On Friday, January 30 the Supreme Council of Armed Forces convened to analyse the attacks which cost the lives of at least 29 soldiers. The Cairo Post’s Hanan Fayed quoted Egyptian President Abdel Fatah Al-Sisi as commenting:

“Egypt is fighting the strongest secret organisation established in the past couple of centuries . . . Secret arms, secret ideas, secret tools, many things. And Egyptians rebelled against them . . . there is a price we are paying . . . There is a much higher price that Egypt would have had to pay if that continued for two, three or four months”.

While the attack came against the backdrop of increased anti-terrorism operations, it also came against the backdrop of an evolution in Egyptian domestic and foreign anti-terrorism policy. The most recent one is the Egyptian Foreign Ministry’s sharp criticism of the US administration with regards to hosting a Muslim Brotherhood meeting in the United States.

As the attack in Arish was still ongoing, and during the African Union conference on Libya in Addis Ababa, Egyptian Foreign Minister Sameh Shourky described the US State Department’s explanation about hosting a meeting of the Muslim Brotherhood-linked Freedom and Justice Party as “not understandable”.

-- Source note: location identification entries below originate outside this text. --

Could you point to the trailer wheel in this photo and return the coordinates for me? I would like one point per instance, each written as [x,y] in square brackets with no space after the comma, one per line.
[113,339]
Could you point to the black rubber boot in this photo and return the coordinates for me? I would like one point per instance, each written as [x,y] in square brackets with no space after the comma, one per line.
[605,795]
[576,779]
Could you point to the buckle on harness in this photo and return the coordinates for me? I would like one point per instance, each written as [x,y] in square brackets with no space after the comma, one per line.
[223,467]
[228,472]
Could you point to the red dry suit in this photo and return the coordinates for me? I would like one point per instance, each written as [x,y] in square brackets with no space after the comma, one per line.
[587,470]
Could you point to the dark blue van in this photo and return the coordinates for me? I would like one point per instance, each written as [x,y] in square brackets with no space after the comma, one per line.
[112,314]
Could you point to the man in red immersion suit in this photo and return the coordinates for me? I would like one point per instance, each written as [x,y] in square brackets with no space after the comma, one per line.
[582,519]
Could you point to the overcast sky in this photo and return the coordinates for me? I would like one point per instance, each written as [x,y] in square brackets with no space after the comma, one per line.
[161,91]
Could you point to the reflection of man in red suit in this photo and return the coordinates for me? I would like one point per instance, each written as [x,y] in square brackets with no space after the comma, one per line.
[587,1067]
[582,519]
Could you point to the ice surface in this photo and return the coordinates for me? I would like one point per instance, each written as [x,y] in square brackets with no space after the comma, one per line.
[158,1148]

US State Department spokeswoman Jen Psaki, for her part, told the Press that a “delegation of former Freedom and Justice Party members” had organised a meeting at Georgetown University and added that this “was routine at the State Department as they meet political party leaders from across the world”. Psaki also added that the delegation didn’t discuss the ousting of Mohamed Morsi. It is noteworthy that Morsi and 35 co-defendants soon will face the court’s verdict in Egypt’s largest espionage trial. It is also noteworthy to recall the words of Al-Sisi during a 2013 interview with journalist Larry Weissman.

“The people of Egypt are aware of the fact that the USA has stabbed Egypt in the back with the Muslim Brotherhood and Morsi. It is nothing that Egypt will easily forget, or forgive”.

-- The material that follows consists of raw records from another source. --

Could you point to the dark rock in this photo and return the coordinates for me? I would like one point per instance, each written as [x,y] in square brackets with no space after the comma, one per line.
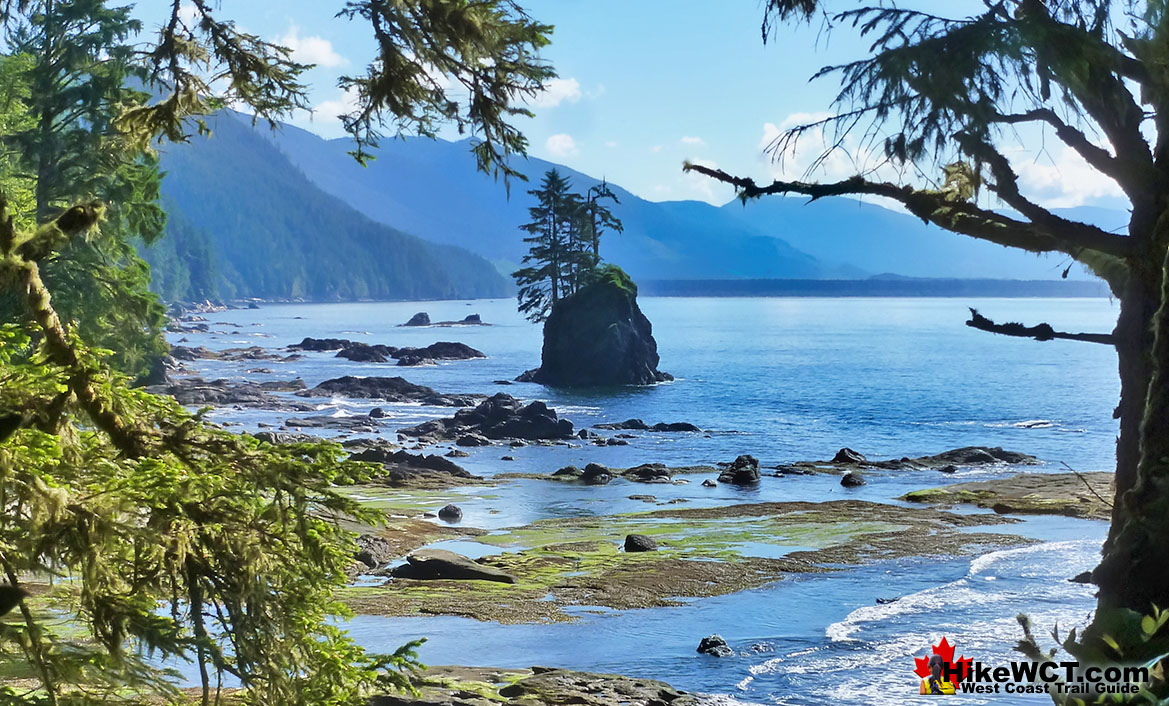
[428,565]
[391,389]
[451,513]
[634,424]
[742,471]
[640,542]
[716,646]
[359,352]
[196,392]
[852,480]
[373,551]
[438,351]
[596,475]
[675,427]
[322,344]
[498,417]
[649,472]
[284,437]
[599,336]
[472,440]
[848,455]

Both the Egyptian administration of President Abdel Fatah Al-Sisi and the administration of Russian President Vladimir Putin are actively involved in an attempt to broker a peaceful resolution to the war in, or on Syria.

The next round of talks with the foreign-backed opposition is likely to be held in Moscow.

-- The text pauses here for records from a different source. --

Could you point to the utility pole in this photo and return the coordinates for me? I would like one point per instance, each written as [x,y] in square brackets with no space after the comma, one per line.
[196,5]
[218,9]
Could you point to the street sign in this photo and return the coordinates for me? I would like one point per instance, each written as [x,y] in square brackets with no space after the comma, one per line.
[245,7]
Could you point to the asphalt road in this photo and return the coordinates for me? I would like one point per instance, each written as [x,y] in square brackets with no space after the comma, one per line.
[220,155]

On January 24 a delegation of the Syrian “opposition” gave a Press conference after meetings with the Al-Sisi administration in Cairo.

The Russian and Egyptian initiatives succeeded in eliciting the opposition’s willingness to return to the negotiation table and continue the process that began during the Geneva 1 Conference on Syria.

One of the major obstacles that is yet to be overcome is the “opposition’s” insistence on a “transitional government” while Syria’s domestic opposition as well as parliamentarians and the administration of President Bashar Al-Assad stress that all who denounce violence are welcome to participate in Syria’s political discourse on equal terms with everybody else.

Moreover, the Syrian government stresses that it has no constitutional mandate to agree on the formation of any government in which the electorate of Syria has not had a say. Needless to say that the Russian and Egyptian success in eliciting an agreement to return to the negotiating table in Geneva is inconsistent with the United States’ regional ambitions and the “Assad must go” position.

A third point of contention between Egypt and the United States is Egypt’s successful anti-terrorism lobbying and co-operation with Mauritania and most noteworthy, with the United Arab Emirates. – nsnbc.